4 de jan. de 2013


Insônia

Parte 2

   Uma única palavra encadeada após outra pode oferecer tantas possibilidades de escrita e leitura quanto as noites que se descortinam dentro da noite de um insone ou as leituras diferentes do mesmo texto. Mas cada palavra encerra um significado preciso. “Teto” não é o mesmo que “céu” que por sua vez não é o mesmo que “teto de estrelas”. Mas isso não é óbvio? 

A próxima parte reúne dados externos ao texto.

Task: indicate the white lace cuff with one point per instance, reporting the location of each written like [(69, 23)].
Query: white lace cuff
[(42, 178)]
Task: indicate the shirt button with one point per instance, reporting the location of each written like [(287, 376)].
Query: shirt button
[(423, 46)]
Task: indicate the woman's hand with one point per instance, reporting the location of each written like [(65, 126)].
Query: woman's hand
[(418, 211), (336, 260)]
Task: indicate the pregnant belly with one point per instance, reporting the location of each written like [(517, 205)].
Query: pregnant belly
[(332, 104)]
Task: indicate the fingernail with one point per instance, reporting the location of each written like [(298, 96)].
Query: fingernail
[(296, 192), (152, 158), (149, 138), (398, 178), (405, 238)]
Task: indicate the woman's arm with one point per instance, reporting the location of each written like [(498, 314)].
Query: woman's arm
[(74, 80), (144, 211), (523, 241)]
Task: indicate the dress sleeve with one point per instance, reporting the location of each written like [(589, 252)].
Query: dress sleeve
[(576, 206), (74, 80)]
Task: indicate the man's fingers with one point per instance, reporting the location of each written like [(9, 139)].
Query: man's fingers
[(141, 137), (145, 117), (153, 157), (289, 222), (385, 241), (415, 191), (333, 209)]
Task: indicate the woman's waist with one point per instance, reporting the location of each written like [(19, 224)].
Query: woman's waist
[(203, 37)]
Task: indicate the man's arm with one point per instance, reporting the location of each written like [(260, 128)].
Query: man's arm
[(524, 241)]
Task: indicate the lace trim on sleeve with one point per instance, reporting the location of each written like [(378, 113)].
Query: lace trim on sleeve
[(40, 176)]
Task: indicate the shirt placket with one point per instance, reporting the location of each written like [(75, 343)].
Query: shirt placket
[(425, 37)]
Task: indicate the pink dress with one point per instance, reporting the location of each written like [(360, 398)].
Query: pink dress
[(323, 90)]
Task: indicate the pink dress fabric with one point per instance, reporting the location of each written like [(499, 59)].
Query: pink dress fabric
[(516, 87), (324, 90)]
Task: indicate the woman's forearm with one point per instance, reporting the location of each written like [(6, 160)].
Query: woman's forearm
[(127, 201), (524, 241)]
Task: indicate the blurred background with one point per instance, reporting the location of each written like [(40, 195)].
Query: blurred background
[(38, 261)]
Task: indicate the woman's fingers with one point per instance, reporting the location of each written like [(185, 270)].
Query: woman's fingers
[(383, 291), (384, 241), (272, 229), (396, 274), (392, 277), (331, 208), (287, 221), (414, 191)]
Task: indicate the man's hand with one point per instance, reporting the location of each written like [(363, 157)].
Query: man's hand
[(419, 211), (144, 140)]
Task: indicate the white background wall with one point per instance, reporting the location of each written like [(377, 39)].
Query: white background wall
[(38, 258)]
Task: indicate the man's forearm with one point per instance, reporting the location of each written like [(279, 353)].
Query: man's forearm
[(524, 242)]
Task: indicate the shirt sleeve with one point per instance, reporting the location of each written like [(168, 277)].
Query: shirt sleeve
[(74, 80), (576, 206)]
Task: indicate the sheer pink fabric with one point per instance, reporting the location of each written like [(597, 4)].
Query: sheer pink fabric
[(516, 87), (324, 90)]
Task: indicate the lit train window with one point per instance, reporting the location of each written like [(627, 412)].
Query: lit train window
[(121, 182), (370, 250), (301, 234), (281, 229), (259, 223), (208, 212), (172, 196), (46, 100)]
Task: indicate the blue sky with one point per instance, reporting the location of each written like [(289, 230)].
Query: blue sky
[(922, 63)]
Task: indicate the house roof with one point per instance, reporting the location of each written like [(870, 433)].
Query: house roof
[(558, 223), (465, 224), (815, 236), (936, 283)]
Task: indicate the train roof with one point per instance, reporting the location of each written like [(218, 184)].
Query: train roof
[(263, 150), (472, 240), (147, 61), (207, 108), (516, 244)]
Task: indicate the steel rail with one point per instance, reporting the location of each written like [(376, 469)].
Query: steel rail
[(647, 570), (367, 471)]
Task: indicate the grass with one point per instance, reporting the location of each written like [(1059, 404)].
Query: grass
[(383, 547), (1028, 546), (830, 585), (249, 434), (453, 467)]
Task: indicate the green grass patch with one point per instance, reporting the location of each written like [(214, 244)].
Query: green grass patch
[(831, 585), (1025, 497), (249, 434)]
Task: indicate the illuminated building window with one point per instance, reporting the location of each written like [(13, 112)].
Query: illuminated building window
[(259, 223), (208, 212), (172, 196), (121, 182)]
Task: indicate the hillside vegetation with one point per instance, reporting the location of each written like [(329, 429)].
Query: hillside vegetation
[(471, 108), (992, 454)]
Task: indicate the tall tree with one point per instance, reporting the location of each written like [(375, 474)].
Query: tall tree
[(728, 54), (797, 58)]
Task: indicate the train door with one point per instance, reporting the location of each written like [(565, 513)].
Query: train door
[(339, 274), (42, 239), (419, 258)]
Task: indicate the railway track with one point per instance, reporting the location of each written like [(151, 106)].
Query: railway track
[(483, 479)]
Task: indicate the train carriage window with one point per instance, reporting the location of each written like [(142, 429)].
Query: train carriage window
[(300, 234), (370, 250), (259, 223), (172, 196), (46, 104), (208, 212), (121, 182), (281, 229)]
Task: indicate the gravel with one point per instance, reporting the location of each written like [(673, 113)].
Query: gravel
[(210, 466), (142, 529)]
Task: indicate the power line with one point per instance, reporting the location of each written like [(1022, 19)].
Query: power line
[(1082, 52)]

   De certa forma, esta 'precisão' de significado que cada palavra tem (não sou nem um pouco a favor de sinônimos) me lembra a estória do soldado que volta da guerra e se perde nas ruínas da cidade onde nasceu e viveu durante toda a sua vida. Sem conseguir distinguir as ruas e avenidas destruídas, porque cada monumento caído, muro derrubado, árvore arrancada e tijolo pulverizado criavam uma arquitetura diferente da que conhecia, ele se dá conta de que sua casa podia ser qualquer uma e ao mesmo tempo todas. Por isso, decidiu que não teria mais casa, que dormiria ao relento. Deitou-se e admirou o céu estrelado. E assim passou o resto dos seus dias, mesmo depois da cidade ter sido reconstruída.

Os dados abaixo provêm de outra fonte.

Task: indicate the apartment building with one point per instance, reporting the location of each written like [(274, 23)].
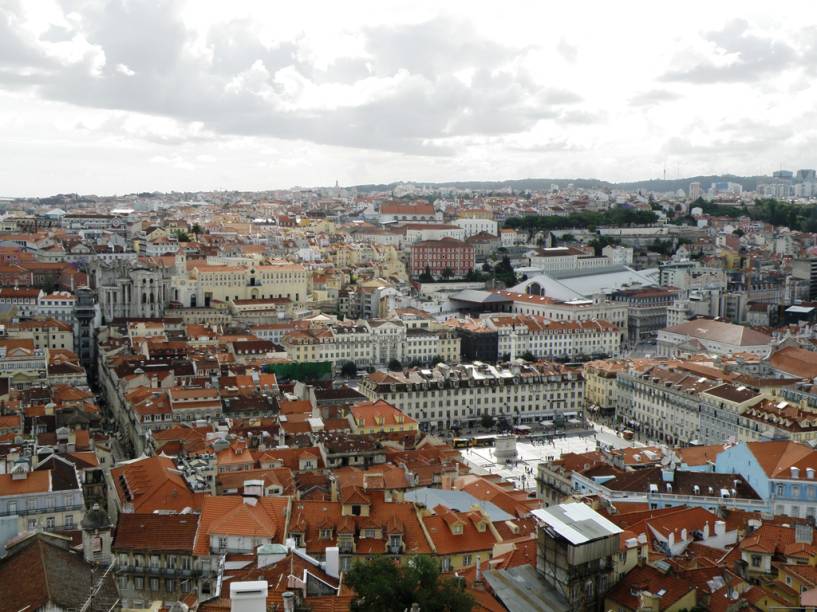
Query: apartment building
[(520, 334), (711, 336), (153, 557), (44, 496), (449, 395), (646, 310), (371, 343), (576, 310), (781, 471), (663, 402), (46, 333), (441, 257), (204, 283)]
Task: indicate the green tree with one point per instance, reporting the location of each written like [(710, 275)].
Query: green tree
[(383, 586), (487, 421), (349, 369), (602, 241), (503, 271)]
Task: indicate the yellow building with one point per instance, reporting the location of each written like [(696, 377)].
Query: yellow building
[(205, 283)]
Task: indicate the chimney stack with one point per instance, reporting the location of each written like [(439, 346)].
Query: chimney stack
[(248, 596), (332, 563)]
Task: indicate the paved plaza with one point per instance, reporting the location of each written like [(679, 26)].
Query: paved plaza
[(522, 472)]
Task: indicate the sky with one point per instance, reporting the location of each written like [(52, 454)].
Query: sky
[(121, 96)]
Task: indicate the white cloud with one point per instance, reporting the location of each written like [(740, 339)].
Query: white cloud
[(250, 95)]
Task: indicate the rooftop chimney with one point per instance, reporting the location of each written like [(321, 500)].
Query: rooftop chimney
[(332, 564), (248, 596)]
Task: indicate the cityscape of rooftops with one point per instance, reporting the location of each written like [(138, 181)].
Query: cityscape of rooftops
[(407, 307)]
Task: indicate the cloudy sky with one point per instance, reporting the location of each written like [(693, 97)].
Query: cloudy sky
[(131, 95)]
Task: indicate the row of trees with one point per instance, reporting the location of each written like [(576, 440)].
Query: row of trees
[(384, 586), (502, 271), (349, 368), (768, 210)]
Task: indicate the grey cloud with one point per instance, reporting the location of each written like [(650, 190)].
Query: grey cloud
[(653, 97), (755, 56), (435, 46), (170, 81), (581, 117), (569, 52), (549, 146)]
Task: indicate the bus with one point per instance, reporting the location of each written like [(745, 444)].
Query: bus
[(484, 441)]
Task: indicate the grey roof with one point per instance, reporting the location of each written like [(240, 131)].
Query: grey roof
[(521, 589), (574, 284), (95, 518), (578, 523), (456, 500), (480, 297)]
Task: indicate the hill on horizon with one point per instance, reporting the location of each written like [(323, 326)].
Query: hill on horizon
[(749, 183)]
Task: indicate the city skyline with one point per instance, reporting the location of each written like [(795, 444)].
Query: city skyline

   Talvez esta pequena estória não faça muito sentido ou não tenha lógica para as pessoas racionais. Mas de que adianta a lógica, o "sentido", se não houver alguma beleza na paisagem (ou na escrita/leitura)? Para um insone, pelo menos um que passe suas noites escrevendo, encadeando palavras em um jogo eterno de criar novas ruínas, ter sentido ou mesmo lógica não é o primordial. 
   A busca será sempre por um momento fugaz e tangível de beleza, como presenciar uma flor nascer da ranhura causada por uma bala de fuzil numa manhã fria de inverno, no exato momento em que uma menininha lambe seu sorvete preferido sentada com seus pais em um banco de praça sob um sol escaldante de verão.